In writing, there are a lot of key principles that are easy to overlook when you're starting out. The funny thing is, most of the time they seem obvious once they've been pointed out. But before someone points them out to you, you probably never consider them.

The Pantry Method is one of those seemingly obvious things. It's a way of thinking, more than a rule, and it's as simple as this:

Plotting a story is like stocking a pantry.

When you go to the store, chances are you buy whatever you think you'll use, whatever your family is likely to eat, whatever looks good, whatever is a good deal. You get as much as you can afford within your budget.

When you get home, you put those groceries away in your pantry, fridge, and freezer. When it's time to make a meal, you only pull out the ingredients you need, and in a given grocery cycle, you may or may not use everything in your house.

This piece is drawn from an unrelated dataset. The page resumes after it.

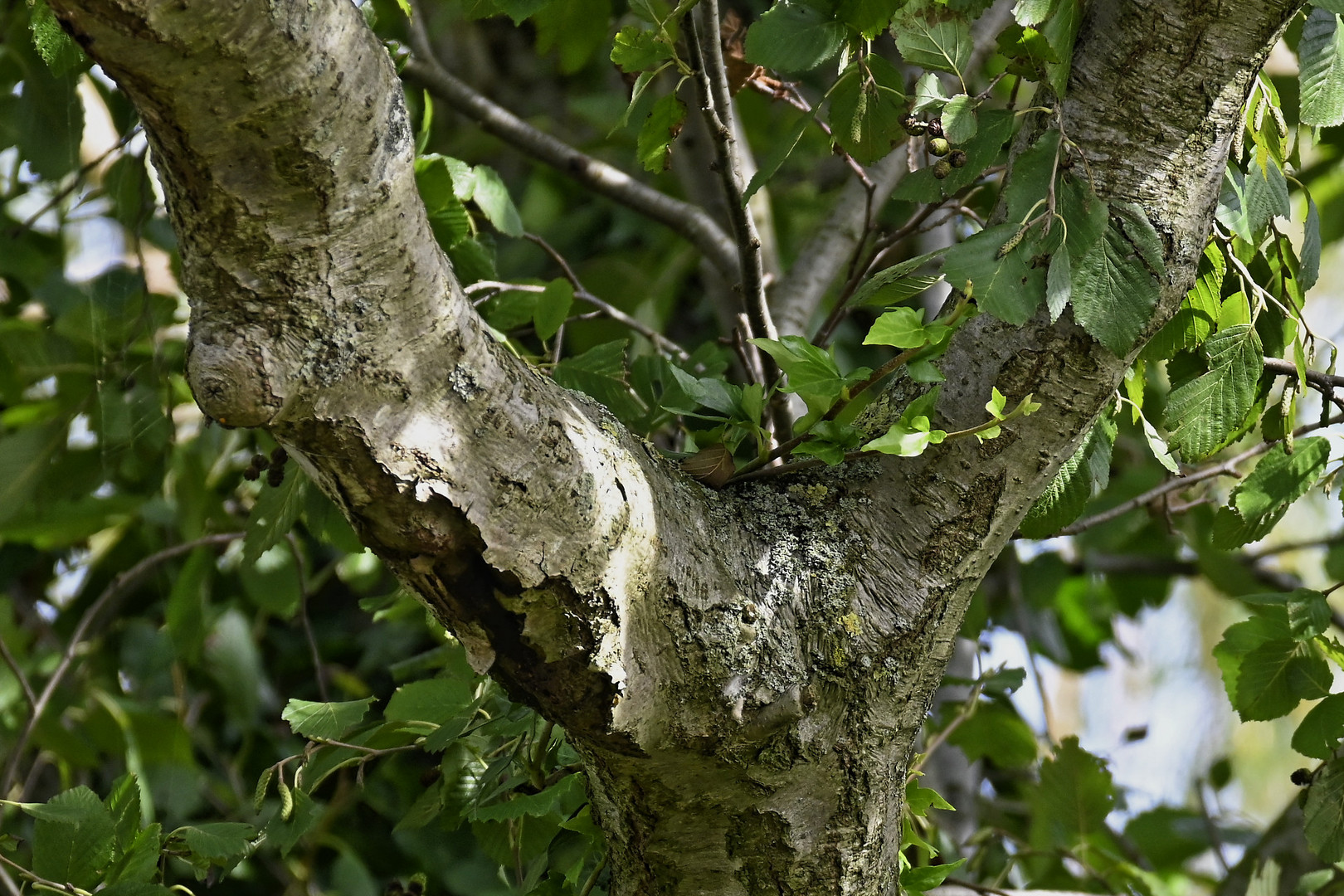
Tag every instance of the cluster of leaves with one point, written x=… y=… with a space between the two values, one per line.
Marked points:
x=422 y=767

Think of each scene in your novel as a meal.  You only need a handful of ingredients from the pantry to make it.  You don't add any ingredients that will take over, or clash with the main flavor of the meal.  But it's nice to know that you have a well-stocked pantry to pull from, because the meal could go in any direction.

By developing a solid foundation of notes, sketches and outlines, you stock your pantry for enough "meals" to get you to the next "grocery trip", or really, enough scenes to get you through a complete story.   But you may not necessarily use every ingredient in your pantry.  Often times, your character sheets will include info that never gets used in the story.   If you've done detailed setting sheets, maybe there's a detail or two that never comes up.

The point here, is that you don't need to use everything you've supplied, and you can go looking for extra ingredients any time you want.


This way of thinking will help you avoid feeling boxed in.  Just because you've bought a certain group of groceries doesn't mean you have to make a specific meal.  And an outline is not a strict to do list.  Outlines are constantly evolving as the story goes through unexpected changes.  That is the magic of writing.

If you take one thing away, let it be this:

The outline doesn't determine the story, the characters do.

Give your characters a well-stocked pantry to draw from, and be ready for them to surprise you.  Your final draft might look nothing like the outline, but without a well-stocked pantry, nobody eats.